Single by Xscape

from the album Traces of My Lipstick
- Released: February 14, 1998
- Recorded: 1997
- Genre: R&B; pop; soul;
- Length: 4:19
- Label: So So Def; Columbia;
- Songwriter: Diane Warren
- Producer: Guy Roche

Xscape singles chronology
| "Am I Dreamin'" (1997) | "The Arms of the One Who Loves You" (1998) | "My Little Secret" (1998) |

= The Arms of the One Who Loves You =

"The Arms of the One Who Loves You" is a 1998 pop ballad by American recording group Xscape. The song was released on February 14, 1998, as the lead single from their third studio album, Traces of My Lipstick (1998). It was later sent to mainstream urban radio stations in the United States on March 31, 1998 and Top 40 on April 7, 1998, and was a hit for the group. The Scott sisters share leads vocals on the song. It peaked at No. 7 on the Billboard Hot 100 chart and No. 4 on the Hot R&B/Hip Hop Songs chart. It sold 800,000 copies, earning a gold certification from the RIAA.

The music video for "The Arms of the One Who Loves You" was made in early February 1998.

The JD's Mood Mix samples Tyrone Davis' "In the Mood". It is an altered version of SWV's "When U Cry" which was recorded in 1997.

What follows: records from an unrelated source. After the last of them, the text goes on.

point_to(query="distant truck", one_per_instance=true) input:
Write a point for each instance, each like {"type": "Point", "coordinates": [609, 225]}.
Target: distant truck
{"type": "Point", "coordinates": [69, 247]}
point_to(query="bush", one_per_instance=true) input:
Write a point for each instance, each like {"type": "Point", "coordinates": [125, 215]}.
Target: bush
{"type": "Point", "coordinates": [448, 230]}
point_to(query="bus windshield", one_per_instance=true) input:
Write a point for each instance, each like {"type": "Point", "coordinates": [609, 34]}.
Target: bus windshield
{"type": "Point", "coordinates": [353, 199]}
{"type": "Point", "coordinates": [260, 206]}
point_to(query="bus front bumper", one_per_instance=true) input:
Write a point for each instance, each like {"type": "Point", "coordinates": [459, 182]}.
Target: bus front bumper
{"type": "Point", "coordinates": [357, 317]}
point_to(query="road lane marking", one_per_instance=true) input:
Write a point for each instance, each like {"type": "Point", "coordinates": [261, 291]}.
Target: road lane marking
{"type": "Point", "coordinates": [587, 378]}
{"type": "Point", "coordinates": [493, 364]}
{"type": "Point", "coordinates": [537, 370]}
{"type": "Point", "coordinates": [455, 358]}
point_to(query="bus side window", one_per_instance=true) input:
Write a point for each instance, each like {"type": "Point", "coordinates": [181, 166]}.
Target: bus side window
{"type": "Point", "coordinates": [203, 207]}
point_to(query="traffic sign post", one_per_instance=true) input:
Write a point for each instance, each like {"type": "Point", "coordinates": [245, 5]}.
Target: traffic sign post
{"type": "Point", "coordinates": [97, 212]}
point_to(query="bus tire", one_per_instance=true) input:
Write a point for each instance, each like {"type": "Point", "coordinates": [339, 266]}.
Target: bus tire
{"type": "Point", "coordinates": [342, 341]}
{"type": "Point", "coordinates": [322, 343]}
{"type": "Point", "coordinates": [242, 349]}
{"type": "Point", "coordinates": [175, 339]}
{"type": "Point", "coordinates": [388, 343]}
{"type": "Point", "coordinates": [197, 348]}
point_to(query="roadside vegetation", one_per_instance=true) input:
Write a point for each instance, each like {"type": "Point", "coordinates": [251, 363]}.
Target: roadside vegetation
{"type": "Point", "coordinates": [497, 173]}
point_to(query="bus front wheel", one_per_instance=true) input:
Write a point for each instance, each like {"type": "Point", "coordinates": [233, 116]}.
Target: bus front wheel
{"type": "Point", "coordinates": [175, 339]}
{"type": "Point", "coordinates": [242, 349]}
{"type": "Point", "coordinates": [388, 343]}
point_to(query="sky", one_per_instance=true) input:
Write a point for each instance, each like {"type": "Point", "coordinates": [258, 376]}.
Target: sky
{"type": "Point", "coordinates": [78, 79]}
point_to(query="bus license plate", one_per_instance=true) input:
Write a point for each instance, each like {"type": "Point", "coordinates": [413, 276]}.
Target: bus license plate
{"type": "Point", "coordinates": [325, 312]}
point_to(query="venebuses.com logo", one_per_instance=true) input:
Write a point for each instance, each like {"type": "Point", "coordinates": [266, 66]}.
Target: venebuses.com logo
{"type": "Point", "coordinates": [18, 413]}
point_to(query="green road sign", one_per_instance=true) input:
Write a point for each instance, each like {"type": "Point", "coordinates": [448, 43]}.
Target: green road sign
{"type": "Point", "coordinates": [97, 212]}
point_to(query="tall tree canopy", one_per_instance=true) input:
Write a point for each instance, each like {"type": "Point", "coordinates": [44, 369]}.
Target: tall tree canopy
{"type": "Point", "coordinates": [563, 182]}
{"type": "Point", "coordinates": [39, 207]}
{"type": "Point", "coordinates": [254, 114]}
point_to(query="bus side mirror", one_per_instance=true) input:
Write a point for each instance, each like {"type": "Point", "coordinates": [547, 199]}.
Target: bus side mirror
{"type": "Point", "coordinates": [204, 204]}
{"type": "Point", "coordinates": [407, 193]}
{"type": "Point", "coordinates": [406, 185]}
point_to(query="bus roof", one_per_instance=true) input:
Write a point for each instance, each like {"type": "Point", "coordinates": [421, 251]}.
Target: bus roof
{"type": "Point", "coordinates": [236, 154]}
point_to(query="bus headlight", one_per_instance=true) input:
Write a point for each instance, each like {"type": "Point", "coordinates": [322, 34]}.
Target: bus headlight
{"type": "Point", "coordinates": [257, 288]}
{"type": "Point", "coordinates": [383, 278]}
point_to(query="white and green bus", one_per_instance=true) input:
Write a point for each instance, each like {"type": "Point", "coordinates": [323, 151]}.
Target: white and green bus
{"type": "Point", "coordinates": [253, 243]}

==Formats and track listings==
These are the formats and track listings of promo single-releases of "The Arms of the One Who Loves You".
1. "The Arms of the One Who Loves You" (JD's mood mix) – 4:13
2. "The Arms of the One Who Loves You" (JD's mood mix w/out rap) – 4:13
3. "The Arms of the One Who Loves You" (JD's mood mix instrumental) – 4:13
4. "The Arms of the One Who Loves You" (Frankie Knuckles club mix) – 9:05
5. "The Arms of the One Who Loves You" (Frankie Knuckles reprise) – 4:39
6. "The Arms of the One Who Loves You" (Flash Dance AKA club mix) – 4:32

==Charts==

===Weekly charts===

| Chart (1998) | Peak position |
|---|---|
| New Zealand (Recorded Music NZ) | 16 |
| Scotland Singles (OCC) | 87 |
| UK Singles (OCC) | 46 |
| UK Hip Hop/R&B (OCC) | 13 |
| US Billboard Hot 100 | 7 |
| US Hot R&B/Hip-Hop Songs (Billboard) | 4 |
| US Rhythmic Airplay (Billboard) | 21 |

===Year-end charts===

| Chart (1998) | Position |
|---|---|
| US Billboard Hot 100 | 53 |
| US Hot R&B/Hip-Hop Songs (Billboard) | 23 |

==Certifications==

| Region | Certification | Certified units/sales |
| United States (RIAA) | Gold | 500,000^{^} |
^{^} Shipments figures based on certification alone.